Narrator: Elections are an important moment in democracy. This is the time when citizens can express their political rights. In Indonesia, elections are regulated by state law and EMB regulations. This is a simulation of accessible elections for persons with disabilities.
(scene changes to an outdoors polling station)
Narrator: Polling stations have to display information on how many voters are registered in the area and display it in the entrance to the polling station. Information also includes the types of voters' disabilities. Voting begins with an inauguration ceremony for seven poll workers who are bound under oath to work fairly and justly. Polling stations are also attended by officers from election monitoring bodies. Poll workers explain the tools that are available for the visually impaired such as a braille template, and also a form for an assistant, should it be needed by voters with disabilities.
(Voter using a wheelchair enters polling station)
Narrator: Arriving at the polling station, a voter must first register their identity at the registration desk. Here we see an example of an accessible polling station for mobility impaired persons. As stated by the KPU Election Manual, Article 22, Paragraph (1), polling stations have to be located in accessible locations on flat, smooth surfaces, and not cross over ditches and not go through stairs. Therefore, for wheelchair users, it is important to have smooth surfaces and spacious room for them to move. The voting booth must be stationed at a place that enables wheelchair users to comfortably slide their wheelchair underneath. The voting box also must be easily reached. After casting their votes, wheelchair users must be able to exit the polling station without difficulty. Similar accessibility also applies for persons that depend on crutches. If the polling station is inside a room, attention must be paid to make sure the entrance and exit are accessible.
(Voter who is blind and is using a cane enters the polling station)
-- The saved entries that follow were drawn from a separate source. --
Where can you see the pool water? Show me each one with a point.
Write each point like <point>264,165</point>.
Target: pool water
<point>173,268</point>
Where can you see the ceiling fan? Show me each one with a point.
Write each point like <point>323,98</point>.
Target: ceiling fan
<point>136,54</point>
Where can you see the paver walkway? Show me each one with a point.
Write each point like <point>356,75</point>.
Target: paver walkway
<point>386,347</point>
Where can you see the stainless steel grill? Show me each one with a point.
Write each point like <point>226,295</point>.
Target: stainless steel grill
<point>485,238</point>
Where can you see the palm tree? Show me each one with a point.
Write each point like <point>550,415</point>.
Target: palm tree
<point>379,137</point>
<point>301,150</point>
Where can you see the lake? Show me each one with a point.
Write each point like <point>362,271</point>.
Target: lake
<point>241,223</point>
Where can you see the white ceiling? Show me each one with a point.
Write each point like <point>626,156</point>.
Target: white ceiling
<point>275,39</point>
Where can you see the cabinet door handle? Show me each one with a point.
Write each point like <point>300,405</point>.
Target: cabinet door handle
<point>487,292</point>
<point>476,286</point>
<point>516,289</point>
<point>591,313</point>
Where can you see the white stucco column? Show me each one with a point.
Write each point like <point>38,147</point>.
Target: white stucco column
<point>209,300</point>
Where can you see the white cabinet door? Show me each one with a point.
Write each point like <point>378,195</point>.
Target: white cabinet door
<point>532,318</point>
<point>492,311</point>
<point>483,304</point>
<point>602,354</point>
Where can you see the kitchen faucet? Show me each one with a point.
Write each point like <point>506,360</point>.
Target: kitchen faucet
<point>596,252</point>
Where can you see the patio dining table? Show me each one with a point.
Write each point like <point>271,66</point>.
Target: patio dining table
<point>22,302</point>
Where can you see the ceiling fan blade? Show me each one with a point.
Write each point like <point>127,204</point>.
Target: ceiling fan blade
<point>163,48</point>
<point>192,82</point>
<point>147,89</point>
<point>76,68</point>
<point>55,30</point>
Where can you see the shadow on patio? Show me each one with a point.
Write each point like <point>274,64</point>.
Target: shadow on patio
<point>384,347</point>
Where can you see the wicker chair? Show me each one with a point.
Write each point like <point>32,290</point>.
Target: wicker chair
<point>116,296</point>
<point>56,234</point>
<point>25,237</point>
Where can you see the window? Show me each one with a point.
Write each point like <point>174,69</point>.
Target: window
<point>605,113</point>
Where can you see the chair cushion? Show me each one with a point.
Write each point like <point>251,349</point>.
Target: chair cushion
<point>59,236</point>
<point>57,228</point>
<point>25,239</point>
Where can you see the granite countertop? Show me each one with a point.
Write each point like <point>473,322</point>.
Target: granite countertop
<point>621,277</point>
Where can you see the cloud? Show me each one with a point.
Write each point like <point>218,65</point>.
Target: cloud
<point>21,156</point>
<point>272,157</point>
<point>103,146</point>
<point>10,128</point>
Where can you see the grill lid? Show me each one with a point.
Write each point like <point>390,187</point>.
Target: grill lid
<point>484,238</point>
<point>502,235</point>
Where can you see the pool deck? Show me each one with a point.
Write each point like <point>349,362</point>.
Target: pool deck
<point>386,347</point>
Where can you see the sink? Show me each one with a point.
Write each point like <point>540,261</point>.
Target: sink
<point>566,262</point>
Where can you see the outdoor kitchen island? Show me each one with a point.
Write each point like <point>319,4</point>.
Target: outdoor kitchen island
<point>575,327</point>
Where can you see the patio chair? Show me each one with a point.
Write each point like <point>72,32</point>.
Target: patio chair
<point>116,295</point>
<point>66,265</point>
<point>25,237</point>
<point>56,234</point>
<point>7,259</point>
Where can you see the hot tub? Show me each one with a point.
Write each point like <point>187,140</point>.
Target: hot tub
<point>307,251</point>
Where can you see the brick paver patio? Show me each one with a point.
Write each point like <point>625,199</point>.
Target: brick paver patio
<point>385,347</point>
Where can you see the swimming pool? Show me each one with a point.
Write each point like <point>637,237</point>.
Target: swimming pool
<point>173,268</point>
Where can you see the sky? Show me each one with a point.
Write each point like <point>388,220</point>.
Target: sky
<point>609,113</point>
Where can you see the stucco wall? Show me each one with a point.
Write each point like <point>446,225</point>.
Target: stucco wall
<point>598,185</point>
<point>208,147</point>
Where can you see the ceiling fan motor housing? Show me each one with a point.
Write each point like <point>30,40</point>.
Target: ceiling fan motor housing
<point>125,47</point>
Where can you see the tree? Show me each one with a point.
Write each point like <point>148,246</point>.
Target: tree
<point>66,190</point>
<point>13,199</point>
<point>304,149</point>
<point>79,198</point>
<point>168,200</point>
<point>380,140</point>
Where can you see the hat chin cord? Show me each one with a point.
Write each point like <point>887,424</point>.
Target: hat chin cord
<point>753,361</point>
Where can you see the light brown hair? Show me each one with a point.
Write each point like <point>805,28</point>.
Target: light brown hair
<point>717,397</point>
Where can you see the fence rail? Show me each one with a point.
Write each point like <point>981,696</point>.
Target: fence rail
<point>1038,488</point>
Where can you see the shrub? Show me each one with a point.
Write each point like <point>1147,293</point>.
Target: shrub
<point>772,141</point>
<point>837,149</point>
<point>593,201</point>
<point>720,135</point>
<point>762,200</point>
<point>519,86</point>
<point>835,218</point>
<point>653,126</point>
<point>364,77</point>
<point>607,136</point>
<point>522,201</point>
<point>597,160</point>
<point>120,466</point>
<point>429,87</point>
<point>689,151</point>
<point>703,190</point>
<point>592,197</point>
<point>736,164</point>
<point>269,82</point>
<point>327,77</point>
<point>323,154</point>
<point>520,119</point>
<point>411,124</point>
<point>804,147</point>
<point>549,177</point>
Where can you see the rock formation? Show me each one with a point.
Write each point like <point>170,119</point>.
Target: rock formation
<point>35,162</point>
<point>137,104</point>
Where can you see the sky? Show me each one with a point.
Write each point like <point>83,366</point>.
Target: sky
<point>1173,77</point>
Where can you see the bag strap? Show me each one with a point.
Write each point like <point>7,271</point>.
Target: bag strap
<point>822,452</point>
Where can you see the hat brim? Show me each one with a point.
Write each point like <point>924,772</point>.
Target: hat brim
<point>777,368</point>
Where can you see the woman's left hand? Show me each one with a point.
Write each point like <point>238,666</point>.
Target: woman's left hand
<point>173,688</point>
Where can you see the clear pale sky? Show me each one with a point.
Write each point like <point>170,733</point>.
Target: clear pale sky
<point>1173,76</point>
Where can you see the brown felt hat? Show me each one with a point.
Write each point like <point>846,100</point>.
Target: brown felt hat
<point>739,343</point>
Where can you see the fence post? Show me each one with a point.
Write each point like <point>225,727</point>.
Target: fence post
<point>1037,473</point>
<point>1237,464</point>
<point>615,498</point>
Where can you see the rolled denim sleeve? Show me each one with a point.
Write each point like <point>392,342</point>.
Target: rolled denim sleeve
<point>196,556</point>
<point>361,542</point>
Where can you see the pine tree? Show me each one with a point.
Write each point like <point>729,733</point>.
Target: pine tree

Narrator: Visually impaired persons must be given assistance from registration onwards. Assistance can be provided from poll workers or a person of their own choosing. The chosen assistant must fill in the assistance form and declare that they are bound to secrecy with the voter. The poll workers must provide a braille template to help voters with visual disabilities. An assistant can provide help so the voter with disabilities can cast a vote. It is now being advocated in Indonesia for the template to have a special marking to help determine the correct side. That way, the visually disabled can insert the ballot into the template and cast their vote independently.
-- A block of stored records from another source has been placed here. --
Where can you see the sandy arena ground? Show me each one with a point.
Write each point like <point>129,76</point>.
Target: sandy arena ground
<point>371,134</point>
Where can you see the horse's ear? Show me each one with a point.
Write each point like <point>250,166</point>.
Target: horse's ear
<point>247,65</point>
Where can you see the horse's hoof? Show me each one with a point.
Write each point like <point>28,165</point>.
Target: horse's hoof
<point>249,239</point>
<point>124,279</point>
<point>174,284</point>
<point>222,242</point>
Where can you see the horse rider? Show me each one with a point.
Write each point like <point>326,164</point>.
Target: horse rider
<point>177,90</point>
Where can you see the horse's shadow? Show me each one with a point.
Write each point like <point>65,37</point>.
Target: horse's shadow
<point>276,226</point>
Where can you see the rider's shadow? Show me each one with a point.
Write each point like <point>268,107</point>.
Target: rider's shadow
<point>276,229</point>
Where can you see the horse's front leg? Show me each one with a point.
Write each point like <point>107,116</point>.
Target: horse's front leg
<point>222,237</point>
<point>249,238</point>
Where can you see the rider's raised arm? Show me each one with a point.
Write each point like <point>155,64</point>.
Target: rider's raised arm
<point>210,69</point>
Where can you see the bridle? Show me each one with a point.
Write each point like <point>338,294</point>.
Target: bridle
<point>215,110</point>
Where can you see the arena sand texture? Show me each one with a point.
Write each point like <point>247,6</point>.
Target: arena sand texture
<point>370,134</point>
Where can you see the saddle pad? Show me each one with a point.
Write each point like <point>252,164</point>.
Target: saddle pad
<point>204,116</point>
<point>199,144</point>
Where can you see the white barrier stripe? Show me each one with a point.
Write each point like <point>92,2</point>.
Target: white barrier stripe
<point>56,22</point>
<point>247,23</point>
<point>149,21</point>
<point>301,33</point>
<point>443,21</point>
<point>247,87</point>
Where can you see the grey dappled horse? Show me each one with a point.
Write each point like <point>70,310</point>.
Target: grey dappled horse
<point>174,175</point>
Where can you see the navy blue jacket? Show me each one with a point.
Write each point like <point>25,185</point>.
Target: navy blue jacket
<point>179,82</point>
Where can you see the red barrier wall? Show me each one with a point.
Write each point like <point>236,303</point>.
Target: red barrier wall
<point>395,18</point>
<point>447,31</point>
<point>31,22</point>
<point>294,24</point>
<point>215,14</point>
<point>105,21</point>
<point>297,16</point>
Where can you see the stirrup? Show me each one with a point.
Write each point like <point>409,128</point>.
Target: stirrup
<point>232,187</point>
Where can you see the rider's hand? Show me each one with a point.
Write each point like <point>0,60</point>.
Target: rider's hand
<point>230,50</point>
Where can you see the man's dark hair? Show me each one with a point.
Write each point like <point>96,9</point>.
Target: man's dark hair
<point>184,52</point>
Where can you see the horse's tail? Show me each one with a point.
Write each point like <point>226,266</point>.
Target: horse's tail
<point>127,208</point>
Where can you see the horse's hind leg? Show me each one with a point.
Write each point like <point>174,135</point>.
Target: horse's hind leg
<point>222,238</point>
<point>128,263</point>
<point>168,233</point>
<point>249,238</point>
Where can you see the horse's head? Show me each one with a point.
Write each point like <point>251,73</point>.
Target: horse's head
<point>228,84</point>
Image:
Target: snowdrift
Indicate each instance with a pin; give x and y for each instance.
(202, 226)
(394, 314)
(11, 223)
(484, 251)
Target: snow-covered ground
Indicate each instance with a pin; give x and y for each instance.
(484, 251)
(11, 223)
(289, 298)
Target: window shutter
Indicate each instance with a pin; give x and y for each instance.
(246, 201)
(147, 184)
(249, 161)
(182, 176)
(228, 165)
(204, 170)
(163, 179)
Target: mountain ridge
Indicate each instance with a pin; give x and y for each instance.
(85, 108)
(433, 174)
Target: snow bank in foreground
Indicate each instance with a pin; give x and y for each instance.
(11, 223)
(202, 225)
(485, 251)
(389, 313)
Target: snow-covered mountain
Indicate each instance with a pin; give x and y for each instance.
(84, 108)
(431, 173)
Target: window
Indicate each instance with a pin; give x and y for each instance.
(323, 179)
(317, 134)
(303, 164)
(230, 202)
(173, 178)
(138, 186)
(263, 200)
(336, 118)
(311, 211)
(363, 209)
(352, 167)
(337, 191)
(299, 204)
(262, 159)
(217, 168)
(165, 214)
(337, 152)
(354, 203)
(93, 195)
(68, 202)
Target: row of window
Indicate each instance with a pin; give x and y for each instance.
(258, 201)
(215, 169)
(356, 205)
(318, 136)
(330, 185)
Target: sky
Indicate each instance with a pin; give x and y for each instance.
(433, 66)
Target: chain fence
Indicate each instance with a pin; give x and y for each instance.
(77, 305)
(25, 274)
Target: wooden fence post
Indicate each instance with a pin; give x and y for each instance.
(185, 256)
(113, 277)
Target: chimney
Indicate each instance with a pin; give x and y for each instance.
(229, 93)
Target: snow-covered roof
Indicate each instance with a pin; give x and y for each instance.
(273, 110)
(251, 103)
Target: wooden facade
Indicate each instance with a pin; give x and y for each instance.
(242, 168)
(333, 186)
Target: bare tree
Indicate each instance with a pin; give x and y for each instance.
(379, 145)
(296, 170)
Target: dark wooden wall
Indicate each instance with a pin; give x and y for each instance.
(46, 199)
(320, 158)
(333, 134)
(Voter with an intellectual disability enters the polling station)
Narrator: The main challenge for persons with intellectual disabilities is to understand the correct procedures and instructions. Therefore, polling workers are advised to explain clearly and slowly to ensure voter understanding. Persons with intellectual disabilities can cast their votes with the help of an assistant. But, if they are able to understand the instructions, they can also vote without any help.
(Voter who is deaf enters the polling station)
Narrator: People with hearing impairments are specially challenged when it is time for them to come to the voting booth. Therefore, it is important that they inform poll workers of their disability. This information will help the poll workers to provide a way to help them. In this example, we see a poll worker displaying a written sign to call up the voter and tapping their shoulders to inform voters of their turn. Participation in elections is a very important expression of human rights. This simulation aims to create awareness about the needs of persons with disabilities for an accessible election so they can fully exercise their political rights.